How to Choose

Can Edith Eger’s words of mental emancipation message and love apply to your business?

The goal here on this newsletter is that each issue gives you one small idea that will aid your marketing and your business. This is partly because I hate to waste people’s time. But it’s also because effective marketing is down to lots of little, small ideas, the kind followed by exclamations such as: “Fantastic point”, “Ahah!”, “Yesss – exactly”, or just an involuntarily smile. 

You need 1000s of little ideas like that to design and execute a successful marketing campaign. They’re worth a lot more money than big ideas.
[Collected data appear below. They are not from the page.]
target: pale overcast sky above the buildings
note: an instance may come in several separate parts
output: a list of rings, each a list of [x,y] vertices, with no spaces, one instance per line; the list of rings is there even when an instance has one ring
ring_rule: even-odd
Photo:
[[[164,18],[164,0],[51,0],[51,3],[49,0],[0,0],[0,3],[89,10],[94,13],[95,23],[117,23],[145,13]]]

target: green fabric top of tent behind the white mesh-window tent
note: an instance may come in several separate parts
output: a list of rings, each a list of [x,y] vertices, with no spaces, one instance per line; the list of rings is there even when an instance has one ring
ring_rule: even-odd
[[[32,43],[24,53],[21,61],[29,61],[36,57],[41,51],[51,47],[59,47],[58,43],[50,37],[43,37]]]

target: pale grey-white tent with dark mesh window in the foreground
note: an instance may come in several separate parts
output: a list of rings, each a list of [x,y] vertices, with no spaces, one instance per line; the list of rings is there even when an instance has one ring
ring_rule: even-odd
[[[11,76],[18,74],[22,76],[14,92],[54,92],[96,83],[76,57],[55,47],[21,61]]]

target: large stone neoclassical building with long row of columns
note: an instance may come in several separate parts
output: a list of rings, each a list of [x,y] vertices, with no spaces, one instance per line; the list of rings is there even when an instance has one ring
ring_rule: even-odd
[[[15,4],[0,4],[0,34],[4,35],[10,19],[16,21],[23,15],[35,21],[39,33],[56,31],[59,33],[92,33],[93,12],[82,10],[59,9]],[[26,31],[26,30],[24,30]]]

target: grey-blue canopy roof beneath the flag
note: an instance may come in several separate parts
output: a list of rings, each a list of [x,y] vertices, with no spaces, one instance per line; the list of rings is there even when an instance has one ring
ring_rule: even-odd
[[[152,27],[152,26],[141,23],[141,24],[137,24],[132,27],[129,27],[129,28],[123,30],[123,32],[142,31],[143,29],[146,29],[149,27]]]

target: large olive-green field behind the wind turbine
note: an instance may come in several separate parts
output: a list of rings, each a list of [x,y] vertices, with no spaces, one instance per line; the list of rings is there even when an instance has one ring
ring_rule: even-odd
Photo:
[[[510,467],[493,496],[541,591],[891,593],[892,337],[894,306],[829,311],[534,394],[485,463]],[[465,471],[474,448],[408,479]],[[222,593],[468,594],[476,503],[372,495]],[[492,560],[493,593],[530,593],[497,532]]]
If you’ve ever run a Google Ads funnel, you know that it’s not something you “design and turn on”. It’s the exact opposite. You turn it on, then you design it – weekly or daily. An ad campaign that is not refined iteratively and frequently is a complete . waste . of . time. Don’t deprive it of its little ideas.
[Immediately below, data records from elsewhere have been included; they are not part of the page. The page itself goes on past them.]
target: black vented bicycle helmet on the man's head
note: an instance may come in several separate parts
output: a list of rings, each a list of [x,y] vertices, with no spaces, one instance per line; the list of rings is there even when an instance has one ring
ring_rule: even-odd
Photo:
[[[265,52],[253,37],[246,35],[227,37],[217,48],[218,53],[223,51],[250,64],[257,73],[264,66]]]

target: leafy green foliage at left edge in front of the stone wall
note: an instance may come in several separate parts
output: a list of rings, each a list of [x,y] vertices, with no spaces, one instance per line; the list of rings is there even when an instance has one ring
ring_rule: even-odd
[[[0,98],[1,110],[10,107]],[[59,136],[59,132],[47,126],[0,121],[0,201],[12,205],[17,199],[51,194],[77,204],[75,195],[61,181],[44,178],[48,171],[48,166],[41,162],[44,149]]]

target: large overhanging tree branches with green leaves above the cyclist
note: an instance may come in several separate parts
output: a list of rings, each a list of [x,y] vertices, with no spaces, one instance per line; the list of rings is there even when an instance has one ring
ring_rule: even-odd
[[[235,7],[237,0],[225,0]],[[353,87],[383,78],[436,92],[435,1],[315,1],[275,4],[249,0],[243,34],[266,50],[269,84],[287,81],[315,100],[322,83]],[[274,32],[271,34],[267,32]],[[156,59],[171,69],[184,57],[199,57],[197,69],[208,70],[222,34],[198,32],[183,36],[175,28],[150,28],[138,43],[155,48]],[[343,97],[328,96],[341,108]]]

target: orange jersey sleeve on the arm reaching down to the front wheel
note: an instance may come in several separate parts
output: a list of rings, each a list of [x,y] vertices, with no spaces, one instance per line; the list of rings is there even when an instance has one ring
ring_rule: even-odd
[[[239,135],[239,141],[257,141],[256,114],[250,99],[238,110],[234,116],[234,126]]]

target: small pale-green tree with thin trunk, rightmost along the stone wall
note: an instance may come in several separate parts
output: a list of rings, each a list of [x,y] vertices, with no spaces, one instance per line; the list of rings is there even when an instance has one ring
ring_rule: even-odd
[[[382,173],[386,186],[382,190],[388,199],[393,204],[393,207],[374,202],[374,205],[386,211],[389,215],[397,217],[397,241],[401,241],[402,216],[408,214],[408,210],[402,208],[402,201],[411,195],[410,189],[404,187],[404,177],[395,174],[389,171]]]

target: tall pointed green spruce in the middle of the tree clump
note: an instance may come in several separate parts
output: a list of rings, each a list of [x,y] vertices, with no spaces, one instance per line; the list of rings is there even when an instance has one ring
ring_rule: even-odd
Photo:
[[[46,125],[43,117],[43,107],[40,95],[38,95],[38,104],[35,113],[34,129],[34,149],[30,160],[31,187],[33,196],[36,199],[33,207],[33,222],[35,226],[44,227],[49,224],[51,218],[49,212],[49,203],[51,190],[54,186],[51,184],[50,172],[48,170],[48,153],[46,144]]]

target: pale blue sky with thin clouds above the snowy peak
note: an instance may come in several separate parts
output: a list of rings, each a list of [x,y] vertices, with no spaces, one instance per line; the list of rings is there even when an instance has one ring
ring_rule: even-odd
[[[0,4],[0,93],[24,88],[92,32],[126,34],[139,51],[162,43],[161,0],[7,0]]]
The passage down below, however, from Edith Eva Eger’s The Choice: Embrace the Possible, revolves around more of a big idea: that within your own mind there is either imprisonment or freedom – and you get to choose which you want. 

Is that a new idea? No. Is it the first time you have heard it? Probably not. It’s not like Eger hasn’t appeared on Oprah. Or others touting the same message.

But if you understand how this woman arrived at this idea, it becomes new. Her story of survival – both of Auschwitz itself and later of her own “concentration camp of the mind” – makes it a fresh, new idea. Contextualize everything.

Step 1 is to read it as is because it’s beautiful and like other passages I’ve written about, it cannot be improved on.

“Whether you’re in the dawn or noon or late evening of your life, whether you have seen deep suffering or are only just beginning to encounter struggle, whether you’re falling in love for the first time or losing your life partner to old age, whether your healing from a life-altering event or in search of some little adjustments that could bring more joy to your life, I would love to help you discover how to escape the concentration camp of your own mind and become the person you were meant to be. I would love to help you experience freedom from the past, freedom from failures and fears, freedom from anger and mistakes, freedom from regret and unresolved grief-and the freedom to enjoy the full, rich feast of life. We cannot choose to have a life free of hurt. But we can choose to be free, to escape the past, no matter what befalls us, and to embrace the possible. I invite you to make the choice to be free.”((Again, this passage comes from Edith Eva Eger’s The Choice: Embrace the Possible, from the final page of the introductory chapter, “I Had My Secret and My Secret Had Me))

Big ideas can and should be applied to multiple contexts. Step 2 is to read it again but scope it down from your life to something less important (but still important): your business. A hack for doing so is to try these substitutions here and there:

  • life = business
  • person = business person
  • falling in love = finding your focus
  • life partner = area of focus

Now imagine delivering this message to your favorite client – the one who believed in you first and signed you to that significant contract, the one that made you feel like your company was an important part of their business.

“I would love to help you discover how to…”

From here you can take it 100 directions because now it’s possible for your business to be something different than it was last year, and without discarding your unique expertise and intellectual property.

Choose to invest in content marketing, to believe that it can work. Choose never to bill hourly again. Choose to build a permanent, ongoing marketing program that becomes part of the DNA of your business.